Les mobilisations de la responsabilité dans les plateformes et véhicules politiques contemporains témoignent de la flexibilité et de la résilience de la gouvernementalité néolibérale, dans la mesure où elles ne viennent pas troubler ou modifier ses paramètres de manière fondamentale. En effet, les dispositions comme l’esprit d’entreprise, la persévérance et l’habileté à calculer les risques ou les avantages liés à certains gestes demeurent indispensables au succès ou encore à la survie des acteurs sociaux. En faisant usage du concept de gouvernementalité, j’ai voulu montrer que les invocations récentes à la responsabilité produisent non pas tant des « effets moraux » que des directives, des effets disciplinaires et des comportements spécifiques. À défaut de s’inscrire dans les débats philosophiques sur la responsabilité ou de se situer sur l’axe libéralisme/communautarisme, ce qui aurait impliqué de préciser ses assises en tant que norme morale intersubjective ou présociale, ou encore d’élaborer une définition à mi-chemin entre libre arbitre et déterminisme, j’ai cherché à illustrer ses formes effectives dans le détail des documents officiels, des discours de certaines politiques et du travail d’une variété d’intellectuels publics. La mise en relief de ces « instrumentations », pour reprendre l’expression de Pierre Lascoumes[89], ne veut pas dire que la notion de responsabilité est irrémédiablement vouée à la cooptation ou qu’elle invalide complètement les réflexions qui cherchent à mieux la définir en vue d’atteindre le bien commun ou un sens de la communauté. Il s’agit précisément à la fois d’identifier et de dénaturaliser l’association entre responsabilité et subjectivation néolibérale et de mettre en doute l’idée selon laquelle les appels à la moralité dans les discours officiels et les principaux modes de participation citoyenne constituent un adoucissement des impératifs économiques, psychologiques et sociaux du néolibéralisme.
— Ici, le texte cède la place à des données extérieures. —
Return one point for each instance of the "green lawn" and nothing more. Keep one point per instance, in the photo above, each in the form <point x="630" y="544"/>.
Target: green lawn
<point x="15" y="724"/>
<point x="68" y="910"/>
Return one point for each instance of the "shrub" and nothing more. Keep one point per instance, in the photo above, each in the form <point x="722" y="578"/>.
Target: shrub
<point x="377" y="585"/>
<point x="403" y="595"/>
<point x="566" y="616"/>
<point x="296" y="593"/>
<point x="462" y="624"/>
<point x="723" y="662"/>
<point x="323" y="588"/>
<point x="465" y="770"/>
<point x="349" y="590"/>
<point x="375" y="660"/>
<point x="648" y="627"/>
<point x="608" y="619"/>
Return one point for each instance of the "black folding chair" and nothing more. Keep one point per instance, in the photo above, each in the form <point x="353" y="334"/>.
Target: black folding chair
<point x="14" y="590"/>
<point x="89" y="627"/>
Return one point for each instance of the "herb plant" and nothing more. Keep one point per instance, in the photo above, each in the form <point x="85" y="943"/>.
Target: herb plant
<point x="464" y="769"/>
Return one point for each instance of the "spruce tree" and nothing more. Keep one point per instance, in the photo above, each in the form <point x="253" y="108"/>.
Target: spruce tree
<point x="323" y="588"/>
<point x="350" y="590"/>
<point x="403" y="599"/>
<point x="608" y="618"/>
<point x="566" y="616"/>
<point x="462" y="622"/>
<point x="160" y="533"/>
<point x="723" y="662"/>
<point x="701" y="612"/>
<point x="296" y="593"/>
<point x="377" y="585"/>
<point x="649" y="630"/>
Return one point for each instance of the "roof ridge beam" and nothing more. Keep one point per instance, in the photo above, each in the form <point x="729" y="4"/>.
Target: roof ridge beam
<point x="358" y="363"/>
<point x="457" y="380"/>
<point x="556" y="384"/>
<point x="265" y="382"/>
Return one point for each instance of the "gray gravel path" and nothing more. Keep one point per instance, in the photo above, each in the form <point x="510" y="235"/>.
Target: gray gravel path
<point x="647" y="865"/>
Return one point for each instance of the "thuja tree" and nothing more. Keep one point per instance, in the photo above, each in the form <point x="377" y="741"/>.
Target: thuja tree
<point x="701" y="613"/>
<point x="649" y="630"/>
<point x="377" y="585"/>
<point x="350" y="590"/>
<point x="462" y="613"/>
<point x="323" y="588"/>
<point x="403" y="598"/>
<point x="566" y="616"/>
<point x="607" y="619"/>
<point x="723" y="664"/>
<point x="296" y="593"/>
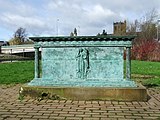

À mon sens, l’utilité critique du concept de gouvernementalité réside précisément en une faculté d’exposer l’ensemble des stratégies qui constituent l’organisation sociopolitique et les grandes lignes de la subjectivité contemporaine. Or, sans partager la fascination à tout le moins passagère que Foucault éprouvait pour le néolibéralisme[90], j’insiste plutôt sur le besoin de reconnaître les réflexes qui poussent une majorité d’entre nous à reproduire des standards dont les effets matériels et humains se sont avérés funestes. De cette façon, on pourrait se risquer à dire que la gouvernementalité constitue une sorte de critique de l’idéologie, tout en reconnaissant que l’horizon métaphysique d’un sujet libre de toute aliénation et capable de s’extraire de la réalité sociopolitique n’existe plus. Dans cette perspective, la capacité de la gouvernementalité à « rendre visible » pourrait être mise à contribution dans une critique plus large de l’économie politique.